At the same time, I also classified and marked Jetpack’s 85 component libraries in detail, which were divided into 7 categories to help you understand what these component libraries are for from a global perspective, so that we can quickly choose appropriate components in different scenarios and help ourselves to complete the realization of corresponding functions.

For those of you who haven’t, check out the previous article

Today we’ll talk about the second question in the definition: why does Jetpack help us implement working code that behaves consistently across Android versions and devices?

Jetpack, AndroidX, and Support libraries

Jetpack and AndroidX are the same thing, from a product perspective it’s called Jetpack, and from a technical perspective it’s called AndroidX. All of the component libraries in Jetpack currently have package names that start with AndroidX.

For the first time in 18 years of Google I/O, the Android team introduced a new support library: AndroidX is the Alpha version of AndroidX, which is designed to solve the long-standing Support library confusion. You can also think of AndroidX as a more powerful Support library.
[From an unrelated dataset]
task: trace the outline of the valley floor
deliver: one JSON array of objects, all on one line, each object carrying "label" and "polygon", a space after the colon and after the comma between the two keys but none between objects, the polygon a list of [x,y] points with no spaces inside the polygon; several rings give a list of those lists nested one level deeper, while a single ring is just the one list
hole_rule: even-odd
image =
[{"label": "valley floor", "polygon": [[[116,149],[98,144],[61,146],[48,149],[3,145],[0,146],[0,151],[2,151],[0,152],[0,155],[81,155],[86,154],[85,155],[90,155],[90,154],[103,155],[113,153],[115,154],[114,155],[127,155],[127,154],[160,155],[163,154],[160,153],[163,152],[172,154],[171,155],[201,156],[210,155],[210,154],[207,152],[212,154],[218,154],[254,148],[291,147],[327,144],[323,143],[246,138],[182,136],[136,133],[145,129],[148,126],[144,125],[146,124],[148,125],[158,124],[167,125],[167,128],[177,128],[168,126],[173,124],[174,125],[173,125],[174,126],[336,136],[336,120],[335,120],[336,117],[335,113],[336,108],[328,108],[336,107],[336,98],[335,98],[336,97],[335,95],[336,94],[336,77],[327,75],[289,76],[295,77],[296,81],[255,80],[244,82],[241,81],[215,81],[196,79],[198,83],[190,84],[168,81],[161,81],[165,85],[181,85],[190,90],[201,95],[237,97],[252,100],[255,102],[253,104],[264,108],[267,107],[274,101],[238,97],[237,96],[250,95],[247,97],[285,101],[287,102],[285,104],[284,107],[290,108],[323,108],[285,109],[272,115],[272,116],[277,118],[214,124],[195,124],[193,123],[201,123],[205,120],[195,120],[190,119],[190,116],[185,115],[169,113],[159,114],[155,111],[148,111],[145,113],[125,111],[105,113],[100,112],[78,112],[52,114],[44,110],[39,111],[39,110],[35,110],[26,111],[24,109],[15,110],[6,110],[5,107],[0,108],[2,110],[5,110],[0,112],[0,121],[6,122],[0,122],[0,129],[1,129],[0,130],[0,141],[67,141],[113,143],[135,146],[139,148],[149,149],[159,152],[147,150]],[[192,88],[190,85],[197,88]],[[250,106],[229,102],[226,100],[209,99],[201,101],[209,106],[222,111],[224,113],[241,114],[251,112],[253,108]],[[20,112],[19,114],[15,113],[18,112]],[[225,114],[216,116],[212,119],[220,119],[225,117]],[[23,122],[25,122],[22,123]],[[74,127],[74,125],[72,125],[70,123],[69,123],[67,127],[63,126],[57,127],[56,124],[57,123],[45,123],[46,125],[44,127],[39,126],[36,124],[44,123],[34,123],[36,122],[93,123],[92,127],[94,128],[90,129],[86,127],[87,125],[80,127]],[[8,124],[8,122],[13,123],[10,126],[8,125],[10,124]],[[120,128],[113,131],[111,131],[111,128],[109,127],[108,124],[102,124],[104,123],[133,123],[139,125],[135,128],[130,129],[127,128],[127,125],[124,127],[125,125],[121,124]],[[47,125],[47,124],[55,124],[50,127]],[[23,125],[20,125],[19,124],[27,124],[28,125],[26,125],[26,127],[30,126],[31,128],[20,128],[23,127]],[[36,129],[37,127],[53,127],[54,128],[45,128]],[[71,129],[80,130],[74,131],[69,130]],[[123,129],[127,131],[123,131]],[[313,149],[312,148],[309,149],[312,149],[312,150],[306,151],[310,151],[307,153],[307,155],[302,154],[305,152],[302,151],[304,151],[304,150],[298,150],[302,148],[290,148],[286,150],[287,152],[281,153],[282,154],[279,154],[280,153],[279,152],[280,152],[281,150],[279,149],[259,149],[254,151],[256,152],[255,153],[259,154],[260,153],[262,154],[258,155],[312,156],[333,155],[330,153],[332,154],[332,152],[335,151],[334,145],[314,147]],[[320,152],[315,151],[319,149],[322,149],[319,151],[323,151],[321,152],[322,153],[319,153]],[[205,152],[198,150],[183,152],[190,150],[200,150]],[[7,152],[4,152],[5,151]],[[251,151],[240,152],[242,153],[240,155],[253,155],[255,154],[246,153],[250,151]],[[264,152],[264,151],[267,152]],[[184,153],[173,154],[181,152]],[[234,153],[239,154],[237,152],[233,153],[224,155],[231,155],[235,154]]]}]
What does the Support library do?

In previous Iterations of Android updates, all feature updates were released with each specific Android release, such as Fragment in Android 3.0, The Material Design component is updated on Android 5.0. Due to the large number of Android users, every Android update cannot cover all users. At the same time, due to the large number of mobile phone manufacturers, but limited support, You can’t keep iterating to the latest Version of Android for all the devices you produce, so the Android versions on the devices you own are fragmented.

From a technical point of view, Android engineers will encounter many difficult problems when maintaining projects due to the inconsistency of device versions among users.

In order to solve these compatibility problems caused by the inconsistencies of Android versions, Google has introduced the Support library.

The Support library is a complement to the Framework API, which is released with every Android version and has strong relevance to the device. The Support API is integrated by the developers themselves and will eventually be included in our released applications. This allows us to develop applications on the latest versions of Android, while addressing potential compatibility issues using the Support API to help developers implement working code that behaves consistently across devices with different Versions of Android.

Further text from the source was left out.